La k-anonimizzazione applicata a dati testuali

Consideriamo a scopo illustrativo la k-anonimizzazione applicata a dati testuali, in particolare ai log delle interrogazioni inviate ad un motore di ricerca. Il modello base di k-anonimizzazione prevede di rimuovere le interrogazioni infrequenti (che sono potenzialmente più rivelatrici dell’identità della persona che le ha fatte), fino a quando ciascuna delle interrogazioni superstiti non sia stata inviata da almeno k utenti distinti. In questo modo, la probabilità di reidentificazione collegata alle singole interrogazioni si riduce di un fattore = 1/k. Tuttavia, si è scoperto che, anche se ci limitiamo a scegliere k=2 (riducendo così il rischio della metà) si perderebbe il 90 percento delle interrogazioni. Per cercare di aumentare la percentuale di dati pubblicati, sono state proposte delle varianti della k-anonimizzazione nelle quali la maggior parte delle interrogazioni rare non viene eliminata ma generalizzata, utilizzando le gerarchie di concetti delle basi di conoscenza, in particolare WordNet [7]. Un’altra strategia [8] consiste nel conservare le interrogazioni rare che sono riconducibili ad altre interrogazioni frequenti “sicure” delle quali esse costituiscono dei raffinamenti infrequenti. Con queste modifiche, è possibile conservare le garanzie del modello di k-anonimizzazione senza degradare l’utilità dei dati anonimizzati.

Conclusioni

In questo articolo sono state esaminate alcune criticità che il movimento degli open data si trova ad affrontare, soprattutto per quanto concerne il rispetto della protezione dei dati personali. Condivisione dei dati e privacy possono coesistere se si adotta un approccio pragmatico, che promuova la pubblicazione di banche dati di valore avendo adottato misure adeguate per la difesa della privacy. Le linee guida principali che è opportuno seguire per favorire tale approccio sono riassumibili nel seguente modo.
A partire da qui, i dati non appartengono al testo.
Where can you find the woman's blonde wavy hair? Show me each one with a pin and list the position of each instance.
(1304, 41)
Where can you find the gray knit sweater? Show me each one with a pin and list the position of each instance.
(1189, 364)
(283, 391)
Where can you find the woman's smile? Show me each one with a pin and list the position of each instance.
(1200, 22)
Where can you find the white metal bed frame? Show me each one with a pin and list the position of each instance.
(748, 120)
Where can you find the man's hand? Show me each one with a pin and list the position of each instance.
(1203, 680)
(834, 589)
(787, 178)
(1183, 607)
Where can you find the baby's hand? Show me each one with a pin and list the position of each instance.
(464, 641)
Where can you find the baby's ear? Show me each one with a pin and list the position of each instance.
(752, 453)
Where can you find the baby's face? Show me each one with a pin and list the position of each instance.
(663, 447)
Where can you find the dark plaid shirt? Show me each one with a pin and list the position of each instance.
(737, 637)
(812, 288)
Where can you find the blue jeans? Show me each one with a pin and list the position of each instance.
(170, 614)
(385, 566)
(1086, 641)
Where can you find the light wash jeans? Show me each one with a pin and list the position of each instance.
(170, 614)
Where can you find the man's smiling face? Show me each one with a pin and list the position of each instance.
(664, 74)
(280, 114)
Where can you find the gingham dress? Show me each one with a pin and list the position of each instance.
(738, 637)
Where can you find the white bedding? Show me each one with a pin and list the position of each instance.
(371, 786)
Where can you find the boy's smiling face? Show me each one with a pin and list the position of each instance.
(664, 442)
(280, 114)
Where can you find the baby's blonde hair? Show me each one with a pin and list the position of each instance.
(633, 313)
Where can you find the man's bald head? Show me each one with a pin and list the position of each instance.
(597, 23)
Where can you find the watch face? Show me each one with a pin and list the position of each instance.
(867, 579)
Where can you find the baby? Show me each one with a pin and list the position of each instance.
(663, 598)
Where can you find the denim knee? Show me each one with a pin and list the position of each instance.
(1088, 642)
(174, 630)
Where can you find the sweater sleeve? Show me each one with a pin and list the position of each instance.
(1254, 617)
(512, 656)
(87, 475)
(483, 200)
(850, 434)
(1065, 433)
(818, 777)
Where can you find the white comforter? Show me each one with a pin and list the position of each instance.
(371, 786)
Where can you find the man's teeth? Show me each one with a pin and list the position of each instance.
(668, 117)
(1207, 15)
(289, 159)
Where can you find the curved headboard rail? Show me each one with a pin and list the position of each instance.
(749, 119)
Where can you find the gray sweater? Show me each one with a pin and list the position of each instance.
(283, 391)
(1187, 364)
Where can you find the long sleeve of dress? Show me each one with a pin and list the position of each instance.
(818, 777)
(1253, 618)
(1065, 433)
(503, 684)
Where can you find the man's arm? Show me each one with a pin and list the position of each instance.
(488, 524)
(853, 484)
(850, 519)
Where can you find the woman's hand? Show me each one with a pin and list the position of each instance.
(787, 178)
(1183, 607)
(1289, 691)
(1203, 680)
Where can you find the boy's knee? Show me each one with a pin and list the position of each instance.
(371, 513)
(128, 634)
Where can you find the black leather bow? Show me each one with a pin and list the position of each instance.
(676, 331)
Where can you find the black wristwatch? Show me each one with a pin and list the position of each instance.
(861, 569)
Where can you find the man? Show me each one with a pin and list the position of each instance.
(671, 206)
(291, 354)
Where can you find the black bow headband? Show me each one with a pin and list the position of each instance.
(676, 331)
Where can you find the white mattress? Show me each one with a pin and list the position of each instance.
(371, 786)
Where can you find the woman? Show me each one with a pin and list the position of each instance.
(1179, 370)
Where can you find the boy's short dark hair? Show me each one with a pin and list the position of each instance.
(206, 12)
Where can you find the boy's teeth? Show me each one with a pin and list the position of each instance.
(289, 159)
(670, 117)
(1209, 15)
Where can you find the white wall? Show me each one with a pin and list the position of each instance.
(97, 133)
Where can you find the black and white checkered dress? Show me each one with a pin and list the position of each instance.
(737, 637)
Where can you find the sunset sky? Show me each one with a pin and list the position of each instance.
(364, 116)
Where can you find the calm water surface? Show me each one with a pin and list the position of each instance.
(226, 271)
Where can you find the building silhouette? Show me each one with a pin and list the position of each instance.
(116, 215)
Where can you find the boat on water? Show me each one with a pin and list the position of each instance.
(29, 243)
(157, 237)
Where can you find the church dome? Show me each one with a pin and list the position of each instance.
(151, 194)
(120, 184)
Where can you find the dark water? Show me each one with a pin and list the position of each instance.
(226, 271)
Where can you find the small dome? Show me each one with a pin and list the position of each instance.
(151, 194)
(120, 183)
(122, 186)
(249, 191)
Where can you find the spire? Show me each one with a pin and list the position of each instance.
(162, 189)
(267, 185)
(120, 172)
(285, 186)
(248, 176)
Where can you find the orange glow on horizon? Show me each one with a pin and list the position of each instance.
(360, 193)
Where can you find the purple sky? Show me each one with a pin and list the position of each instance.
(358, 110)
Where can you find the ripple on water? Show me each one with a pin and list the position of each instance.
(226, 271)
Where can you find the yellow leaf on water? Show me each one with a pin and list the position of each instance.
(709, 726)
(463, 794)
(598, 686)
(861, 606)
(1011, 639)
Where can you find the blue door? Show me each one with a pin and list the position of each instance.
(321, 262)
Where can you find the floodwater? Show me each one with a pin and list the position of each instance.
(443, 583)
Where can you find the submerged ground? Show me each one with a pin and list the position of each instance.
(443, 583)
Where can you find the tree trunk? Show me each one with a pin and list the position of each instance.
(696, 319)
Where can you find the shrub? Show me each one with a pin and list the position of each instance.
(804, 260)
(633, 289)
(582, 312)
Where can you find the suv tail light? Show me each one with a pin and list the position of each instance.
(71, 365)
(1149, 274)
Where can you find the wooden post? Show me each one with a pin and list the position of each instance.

  • Integrare la valutazione esplicita dei benefici socioeconomici e dei rischi di divulgazione di informazioni personali nel processo di condivisione delle banche dati.
  • Impiegare politiche attive di mitigazione del rischio basate sulle tecniche di data privacy.
  • Sviluppare strumenti operativi per supportare le politiche di rilascio delle banche dati e la protezione delle informazioni personali ivi contenute.

__________________________________________________________

Riferimenti bibliografici

[1] Karen Okamoto (2016). What is being done with open government data? An exploratory analysis of public uses of New York City open data. Webology Vol. 13, no. 1.

[2] Latanya Sweeney (2000). Simple Demographics Often Identify People Uniquely. Carnegie Mellon University, Data Privacy Working Paper 3. Pittsburgh.

[3] Yves-Alexandre de Montjoye, Laura Radaelli, Vivek Kumar Singh, Alex “Sandy” Pentland (2015). Unique in the shopping mall: on the reidentifiability of credit card metadata. Science, Vol. 347, no 6221, pp. 536-539.

[4] Ben Green, Gabe Cunningham, Ariel Ekblaw, Paul Kominers, Andrew Linzer, and Susan Crawford (2017). Open Data Privacy. Berkman Klein Center for Internet & Society Research Publication.

[5] Latanya Sweeney (2002). k-anonymity: A Model for Protecting Privacy. International Journal on Uncertainty, Fuzziness and Knowledge-based Systems, Vol. 10, no. 5, pp. 557–570.

[6] Cynthia Dwork (2008). Differential Privacy: A Survey of Results. Proceedings of the International Conference on Theory and Applications of Models of Computation (TAMC 2008), pp. 1-19.

[7] Yeye He and Jeffrey F. Naughton (2009). Anonymization of set valued data via top down, local generalization. Proceedings of the 35th International Conference on Very Large Data Bases (VLDB 2009), pp. 934–945.

[8] Claudio Carpineto and Giovanni Romano (2015). KΘ-affinity privacy: Releasing infrequent query refinements safely. Information Processing & Management, Vol. 51, no. 2, pp. 74-88.